Y-a-t-il égalité ou faut-il compter sur la chance ?
Le « blocage des salaires » devient la « désinflation compétitive »
Les « demandeurs d’emploi » deviennent des « prospecteurs d’emploi », le salarié n'est pas licencié mais remercié ! Un plan de licenciement dans l'entreprise devient un plan de sauvegarde de l’emploi ! …
L’idée de contrat ou de pacte est un transfert de responsabilités de l’État vers les acteurs eux-mêmes, syndicats et entreprises. Le concept même de « pacte de responsabilité » semble parfaitement rendre compte de l’échec cette idée. Le "dialogue social" remplace le rapport de force et le vrai débat qui est l'essence même de la démocratie. Il s'agit surtout de faire penser autrement et de limiter les droits des salariés.
Vous aviez entendu « Dialogue », et quand ce dialogue n’est pas possible, que la représentation nationale n’est pas convaincue, il reste le 49-3 pour faire passer une loi qui doit « débloquer » « assouplir », « moderniser » « casser les corporatismes », soyons positifs, etc.…bla bla bla, paroles, paroles.
Les mots qui discréditent.
L’expression "État providence" a été employée pour la première fois dans un sens péjoratif par le député Émile Ollivier en 1864, afin de dévaloriser la solidarité nationale organisée par l’État. Il nous parlait déjà de « l'extension démesurée des droits sociaux », en 1864 !
La sécurité sociale et autres systèmes de protection, tous nés après la guerre, sont la forme la plus aboutie de cette protection de tous. "Chacun paie selon ses moyens et reçoit selon ses besoins". C'est une protection obligatoire qui concerne tous les citoyens, de la naissance à la mort, travailleurs ou indigents, une protection pour adoucir les accidents de la vie.
Non les citoyens ne sont pas devenus des assistés. C'est un élément essentiel de notre République.
Là aussi le langage met en péril cette belle idée. L'Etat protecteur de ses citoyens est devenu l'Etat providence, les cotisations sont devenues des charges, et ces charges font que le coût le travail est trop élevé ! Le déficit provoqué par le mode de gestion des exonérations est depuis des années un gouffre abyssal. La sécu existe depuis 1945, et le trou de la sécu depuis 1947 ! En 2010 on dénombrait 88 attaques de notre système de protection sociale.

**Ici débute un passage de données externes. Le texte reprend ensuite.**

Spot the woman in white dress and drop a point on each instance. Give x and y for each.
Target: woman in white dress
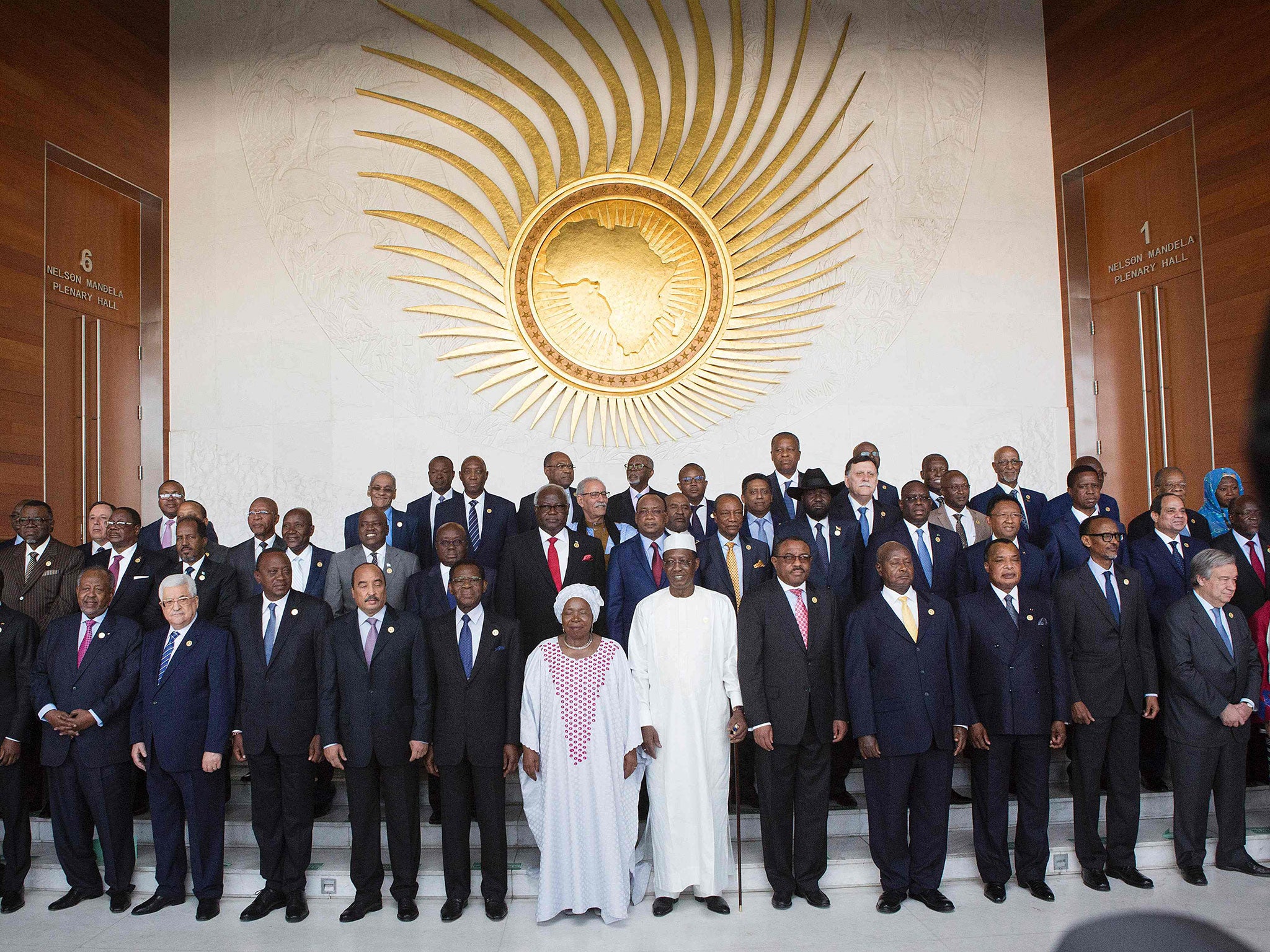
(580, 774)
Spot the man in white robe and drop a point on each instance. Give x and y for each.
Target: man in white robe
(683, 656)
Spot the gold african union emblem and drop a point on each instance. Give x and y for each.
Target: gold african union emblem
(643, 293)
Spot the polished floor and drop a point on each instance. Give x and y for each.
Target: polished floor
(1238, 903)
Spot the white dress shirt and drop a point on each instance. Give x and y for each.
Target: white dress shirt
(300, 566)
(562, 549)
(475, 622)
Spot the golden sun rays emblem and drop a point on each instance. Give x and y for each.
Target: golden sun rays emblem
(652, 289)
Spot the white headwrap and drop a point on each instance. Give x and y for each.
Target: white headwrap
(587, 593)
(680, 540)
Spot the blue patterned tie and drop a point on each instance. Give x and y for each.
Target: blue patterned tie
(1226, 635)
(923, 557)
(1109, 587)
(271, 632)
(173, 638)
(465, 646)
(473, 526)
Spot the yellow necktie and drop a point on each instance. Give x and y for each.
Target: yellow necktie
(907, 617)
(734, 573)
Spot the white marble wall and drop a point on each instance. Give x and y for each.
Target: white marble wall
(295, 372)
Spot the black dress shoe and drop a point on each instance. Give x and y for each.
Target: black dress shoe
(716, 904)
(846, 800)
(158, 902)
(73, 899)
(1095, 880)
(933, 899)
(889, 901)
(1249, 868)
(298, 907)
(814, 897)
(265, 903)
(358, 908)
(1039, 889)
(1129, 876)
(1194, 875)
(662, 906)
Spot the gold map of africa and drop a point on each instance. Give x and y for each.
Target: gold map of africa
(611, 284)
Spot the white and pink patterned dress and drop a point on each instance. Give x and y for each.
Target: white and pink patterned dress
(582, 718)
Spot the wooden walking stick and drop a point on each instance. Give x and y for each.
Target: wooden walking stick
(735, 775)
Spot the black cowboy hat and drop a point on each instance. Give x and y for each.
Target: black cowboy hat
(814, 479)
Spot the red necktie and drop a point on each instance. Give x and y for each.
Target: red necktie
(1256, 563)
(86, 641)
(554, 565)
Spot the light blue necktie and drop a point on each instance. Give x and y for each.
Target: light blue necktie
(168, 649)
(1226, 635)
(923, 557)
(271, 631)
(465, 646)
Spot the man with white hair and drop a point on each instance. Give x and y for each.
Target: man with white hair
(683, 656)
(180, 729)
(1214, 673)
(403, 526)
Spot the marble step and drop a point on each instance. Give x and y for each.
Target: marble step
(849, 862)
(333, 831)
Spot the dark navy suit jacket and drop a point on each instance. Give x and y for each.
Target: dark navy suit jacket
(945, 555)
(191, 711)
(630, 580)
(841, 540)
(106, 683)
(497, 524)
(1038, 570)
(1065, 549)
(403, 530)
(1034, 507)
(1018, 676)
(907, 695)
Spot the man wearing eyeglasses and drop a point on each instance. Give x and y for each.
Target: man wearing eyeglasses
(538, 564)
(596, 522)
(1105, 624)
(262, 519)
(40, 574)
(180, 729)
(558, 467)
(162, 534)
(1008, 466)
(136, 571)
(639, 472)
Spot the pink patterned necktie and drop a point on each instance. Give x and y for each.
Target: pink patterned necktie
(86, 641)
(801, 614)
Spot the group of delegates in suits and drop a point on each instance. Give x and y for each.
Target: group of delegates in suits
(466, 639)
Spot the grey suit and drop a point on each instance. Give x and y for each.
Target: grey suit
(398, 568)
(1204, 756)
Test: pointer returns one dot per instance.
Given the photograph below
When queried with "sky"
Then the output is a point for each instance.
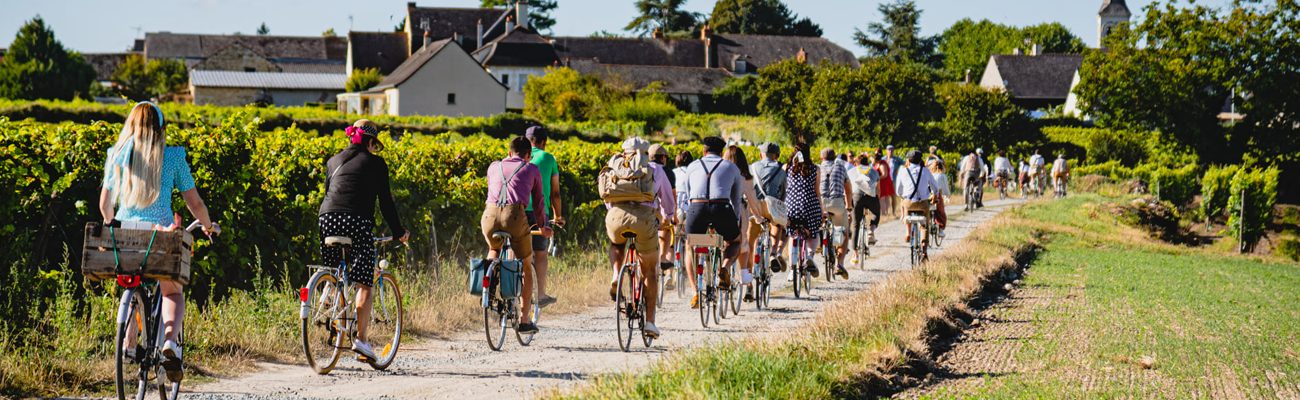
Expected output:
(92, 26)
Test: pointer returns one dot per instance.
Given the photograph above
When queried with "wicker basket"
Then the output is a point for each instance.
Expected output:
(169, 257)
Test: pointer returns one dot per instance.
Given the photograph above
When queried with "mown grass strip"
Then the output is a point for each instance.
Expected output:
(853, 347)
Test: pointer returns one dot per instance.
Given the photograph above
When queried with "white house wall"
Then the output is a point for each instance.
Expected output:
(449, 72)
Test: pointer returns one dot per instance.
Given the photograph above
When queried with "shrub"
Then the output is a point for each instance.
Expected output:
(1177, 186)
(1214, 191)
(1253, 192)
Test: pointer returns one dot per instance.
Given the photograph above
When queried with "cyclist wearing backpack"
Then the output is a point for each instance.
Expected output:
(139, 174)
(713, 186)
(355, 179)
(514, 182)
(637, 196)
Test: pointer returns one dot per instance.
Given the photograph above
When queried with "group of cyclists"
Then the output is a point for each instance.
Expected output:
(722, 192)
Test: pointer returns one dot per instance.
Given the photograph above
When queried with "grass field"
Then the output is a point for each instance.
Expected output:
(1106, 314)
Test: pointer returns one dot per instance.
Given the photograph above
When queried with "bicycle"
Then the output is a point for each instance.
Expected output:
(762, 283)
(831, 238)
(328, 311)
(918, 252)
(501, 298)
(798, 257)
(707, 248)
(139, 311)
(629, 304)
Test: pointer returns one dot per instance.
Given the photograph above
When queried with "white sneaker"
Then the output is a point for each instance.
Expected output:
(363, 348)
(650, 330)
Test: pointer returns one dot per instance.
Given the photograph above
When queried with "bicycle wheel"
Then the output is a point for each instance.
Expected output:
(130, 322)
(624, 311)
(386, 321)
(497, 311)
(321, 304)
(527, 339)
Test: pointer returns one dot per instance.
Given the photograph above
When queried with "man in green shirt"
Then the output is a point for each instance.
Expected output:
(551, 205)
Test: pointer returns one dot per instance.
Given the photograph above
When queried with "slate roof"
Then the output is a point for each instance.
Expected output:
(408, 68)
(761, 51)
(676, 79)
(632, 51)
(384, 51)
(104, 64)
(1114, 7)
(523, 47)
(445, 22)
(274, 48)
(1038, 77)
(290, 81)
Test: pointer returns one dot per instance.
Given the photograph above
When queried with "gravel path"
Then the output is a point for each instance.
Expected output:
(570, 348)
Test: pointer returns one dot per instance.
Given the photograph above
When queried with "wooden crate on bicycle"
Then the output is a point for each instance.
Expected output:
(168, 257)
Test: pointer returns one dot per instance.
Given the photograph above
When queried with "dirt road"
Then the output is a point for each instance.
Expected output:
(570, 348)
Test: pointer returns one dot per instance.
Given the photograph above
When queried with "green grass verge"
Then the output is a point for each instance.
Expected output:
(1216, 325)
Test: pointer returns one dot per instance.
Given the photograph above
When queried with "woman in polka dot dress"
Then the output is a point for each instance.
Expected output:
(802, 201)
(355, 178)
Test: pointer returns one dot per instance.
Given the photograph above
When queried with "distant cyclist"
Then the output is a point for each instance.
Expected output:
(141, 173)
(917, 187)
(550, 170)
(835, 198)
(714, 188)
(512, 182)
(804, 200)
(770, 181)
(356, 178)
(638, 217)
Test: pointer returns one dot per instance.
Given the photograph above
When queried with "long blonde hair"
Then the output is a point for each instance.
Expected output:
(134, 165)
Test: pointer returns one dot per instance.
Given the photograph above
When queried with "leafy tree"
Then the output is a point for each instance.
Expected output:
(975, 116)
(138, 79)
(967, 44)
(759, 17)
(781, 87)
(898, 35)
(666, 16)
(540, 12)
(363, 79)
(737, 96)
(38, 66)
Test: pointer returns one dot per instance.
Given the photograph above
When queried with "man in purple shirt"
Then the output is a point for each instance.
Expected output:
(641, 220)
(511, 182)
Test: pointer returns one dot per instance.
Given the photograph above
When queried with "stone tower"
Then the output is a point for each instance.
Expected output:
(1113, 12)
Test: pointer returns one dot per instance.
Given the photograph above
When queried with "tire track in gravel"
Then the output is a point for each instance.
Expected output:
(570, 348)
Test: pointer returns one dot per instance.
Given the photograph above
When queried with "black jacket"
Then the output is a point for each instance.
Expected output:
(354, 179)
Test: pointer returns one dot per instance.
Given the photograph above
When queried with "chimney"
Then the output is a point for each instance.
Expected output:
(521, 12)
(706, 34)
(480, 35)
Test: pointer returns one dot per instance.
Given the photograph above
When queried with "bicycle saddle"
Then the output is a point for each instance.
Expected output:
(338, 240)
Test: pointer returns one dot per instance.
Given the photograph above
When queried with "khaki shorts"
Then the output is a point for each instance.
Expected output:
(637, 220)
(512, 220)
(837, 209)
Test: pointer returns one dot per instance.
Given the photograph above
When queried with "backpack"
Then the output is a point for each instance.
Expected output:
(624, 179)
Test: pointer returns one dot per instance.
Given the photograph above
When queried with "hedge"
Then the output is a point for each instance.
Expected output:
(1255, 190)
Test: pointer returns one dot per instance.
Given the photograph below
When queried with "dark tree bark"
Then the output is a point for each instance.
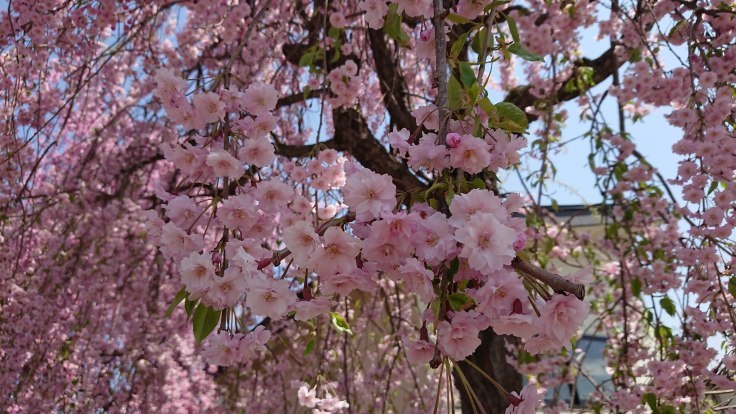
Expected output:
(491, 358)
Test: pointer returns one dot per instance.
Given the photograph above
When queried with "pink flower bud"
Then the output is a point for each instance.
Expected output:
(453, 139)
(520, 241)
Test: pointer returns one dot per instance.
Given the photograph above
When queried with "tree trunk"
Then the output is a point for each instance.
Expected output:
(491, 358)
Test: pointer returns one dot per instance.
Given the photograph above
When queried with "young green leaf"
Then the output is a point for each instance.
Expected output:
(310, 347)
(510, 112)
(340, 323)
(668, 306)
(467, 75)
(513, 29)
(204, 322)
(459, 301)
(522, 52)
(180, 296)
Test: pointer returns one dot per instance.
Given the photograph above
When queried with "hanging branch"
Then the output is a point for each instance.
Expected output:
(555, 281)
(441, 69)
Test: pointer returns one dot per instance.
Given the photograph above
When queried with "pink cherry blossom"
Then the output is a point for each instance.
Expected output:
(269, 297)
(258, 152)
(224, 165)
(418, 352)
(458, 338)
(487, 244)
(259, 98)
(302, 241)
(197, 273)
(529, 397)
(369, 194)
(338, 253)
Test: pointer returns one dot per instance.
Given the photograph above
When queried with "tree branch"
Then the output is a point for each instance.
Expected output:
(555, 281)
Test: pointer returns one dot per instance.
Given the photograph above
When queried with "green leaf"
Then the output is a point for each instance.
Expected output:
(310, 347)
(459, 301)
(636, 287)
(392, 26)
(340, 323)
(456, 18)
(651, 400)
(511, 112)
(487, 107)
(467, 75)
(668, 305)
(457, 45)
(307, 58)
(479, 40)
(180, 296)
(454, 267)
(477, 182)
(712, 187)
(189, 307)
(513, 29)
(524, 53)
(449, 195)
(456, 95)
(732, 286)
(204, 322)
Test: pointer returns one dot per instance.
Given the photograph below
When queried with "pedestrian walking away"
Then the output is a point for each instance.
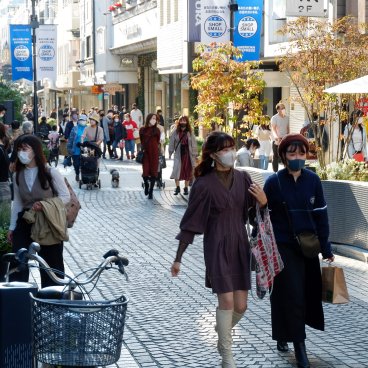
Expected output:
(279, 128)
(218, 207)
(263, 134)
(150, 139)
(40, 193)
(184, 147)
(296, 194)
(73, 147)
(244, 156)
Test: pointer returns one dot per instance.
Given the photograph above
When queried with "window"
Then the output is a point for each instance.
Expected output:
(100, 40)
(88, 47)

La protection sociale est un des fondements essentiels de notre République et de notre démocratie, elle est aujourd’hui gravement en danger.
Les organisations internationales, la commissions européenne, le FMI, la Banque Mondiale, etc...sont également friand de cette novlangue.
« Concurrence libre et non faussée » ou « Dispositions plus strictes que nécessaires » pour dire déréglementation, « Réformes structurelles » à la place de privatisation, mais on ne dit pas non plus privatisation, mais « transfert au secteur privé » ou « opérations sur le capital des sociétés à participation publique ».
La République comme la démocratie, ça s’entretient, sinon ça recule. Si nous voulons exprimer les contradictions de notre société il nous faut retrouver tous les mots.
Albert Camus disait : "Mal nommer les choses, c'est ajouter au malheur du monde".